UDR, Inc. (UDR) highlights the persistently strong operating results in its blended coastal/sunbelt portfolio, stating that market rents continued to increase sequentially in August. It anticipates occupancy for Q3 and the balance of the year will remain exceptionally high, in the range of 96.7%-97%. UDR also expects blended lease rate growth of 13% for Q3 compared to 15.7% in July and 13.5% in August, a moderation in growth driven by seasonality but quite strong none the less. UDR expects operating expense pressure to persist through the balance of the year and trend above 5% in the second half of 2022 as inflationary pressures from utilities, repairs and maintenance, and property taxes remain elevated. The company’s continued optimism can be partially attributed to demand drivers including traffic (physical and virtual), rising income levels, shrinking household sizes and rent-to-income ratios for new residents that are comfortably in the low 20% range.

Sunbelt market bellwethers Mid-America Apartment (MAA) and Camden Property Trust (CPT) continued to turn out strong operating results in the July/August period, but we would note that they have kept full-year guidance numbers consistent with what was reported with Q2 results.

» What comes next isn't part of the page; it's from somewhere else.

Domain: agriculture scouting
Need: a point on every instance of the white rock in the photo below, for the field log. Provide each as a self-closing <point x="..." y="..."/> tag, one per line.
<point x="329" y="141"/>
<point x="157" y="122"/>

MAA disclosed blended lease growth in July and August of 16.5% and 14.1%, respectively, which compares to 17.1% in the first half of 2022. As touched on above, the deceleration in growth is primarily driven by the “base-line effect” of 2021 comparisons much more than any deceleration in demand or deterioration in fundamentals. Full-year net operating income guidance continues at a 15% midpoint and 2022 FFO guidance implies 18% growth over 2021. CPT’s July/August occupancy was maintained at 96.7%, down only 20bps from peak occupancy of 96.9% reported in Q2. Blended lease growth for July and August was a healthy 12%-13%.

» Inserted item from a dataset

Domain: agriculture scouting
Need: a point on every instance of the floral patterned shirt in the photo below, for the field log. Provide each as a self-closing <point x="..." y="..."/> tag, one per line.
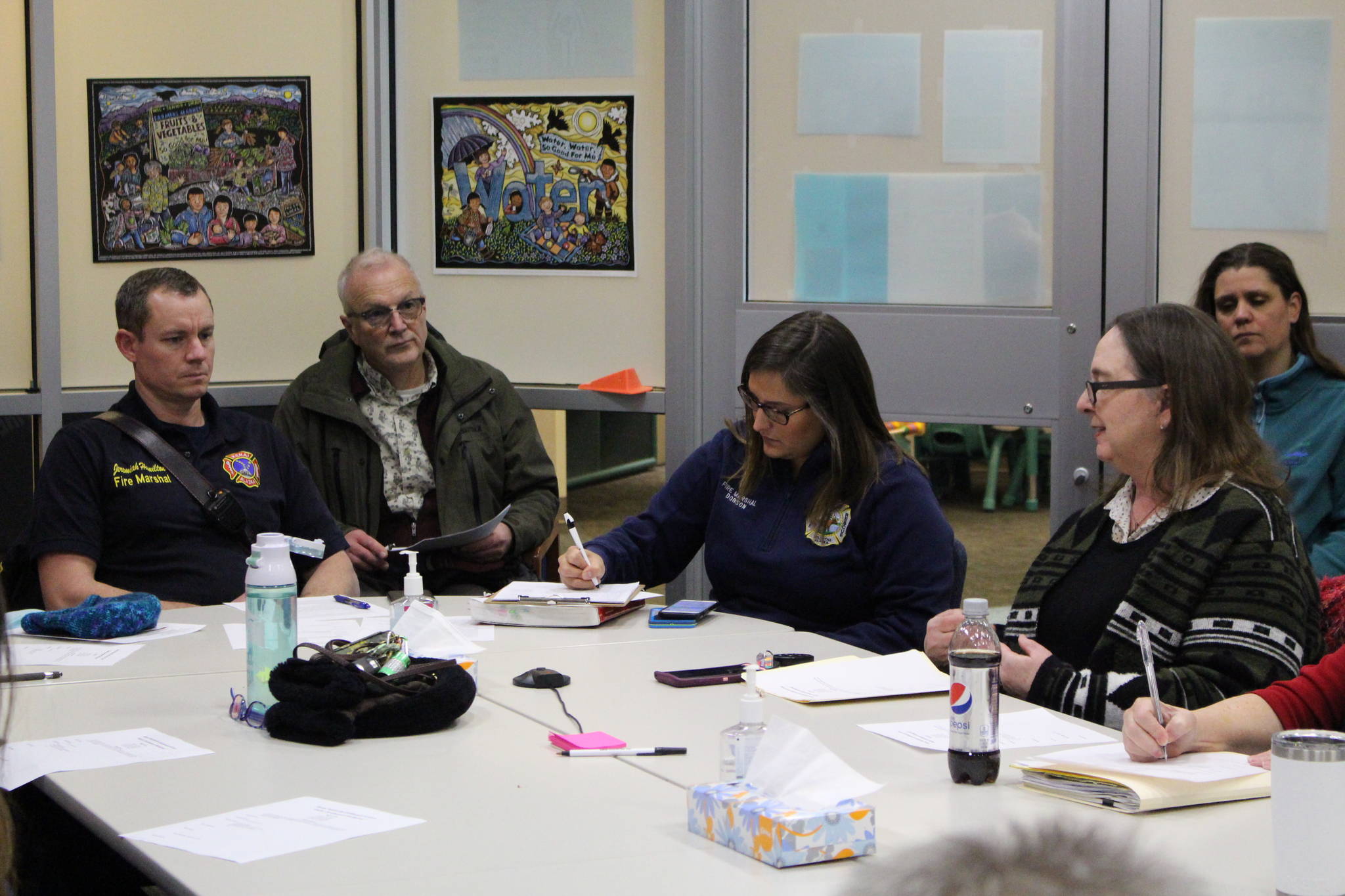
<point x="408" y="473"/>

In the single-family rental category, both Invitation Homes (INVH) and American Homes 4 Rent (AMH) provided operating updates for July and August. In both instances, blended rent growth has maintained the strong pace that has been exhibited since the start of 2022. INVH’s rent growth was in line with Q2 results at a remarkable 11.8%, while AMH increased lease rate growth modestly to 9.6% in July/August, up from 9.3% in Q2. A consistent theme in the single-family rental sub-sector has been consistently low resident turnover, which has the effect of moderating blended lease growth relative to traditional apartments, as rent growth on renewed leases is typically more modest than rent growth on new leases. Low resident turnover (high retention) is, however, more positive for operating expenses as “turn costs” can be expensive for the landlord and often entail downtime to refresh the unit for new occupants, along with advertising costs and other expenditures. Occupancy levels for both AMH and INVH were down slightly in July/August relative to Q2, but both companies report that occupancy thus far in Q3 is above 97%. So it’s extremely strong going into the quiet leasing season, which typically defines the Q4 period.

In summary, the strength of the late-summer residential leasing season bodes well for our constituent companies as they transition into the quieter part of the leasing calendar. The fact that rents and occupancy levels are strong going into Q4 is especially comforting given the softening economic environment now starting to play out across the U.S., as stubborn inflationary pressures and rising interest rates zap consumer confidence and cause businesses to reassess their growth plans going into 2023. We believe that the residential REITs, many of which should provide initial 2023 earnings guidance in late October and early November, are poised to continue demonstrating consistent and predictable growth in operating cash flow and dividends for 2023 and beyond.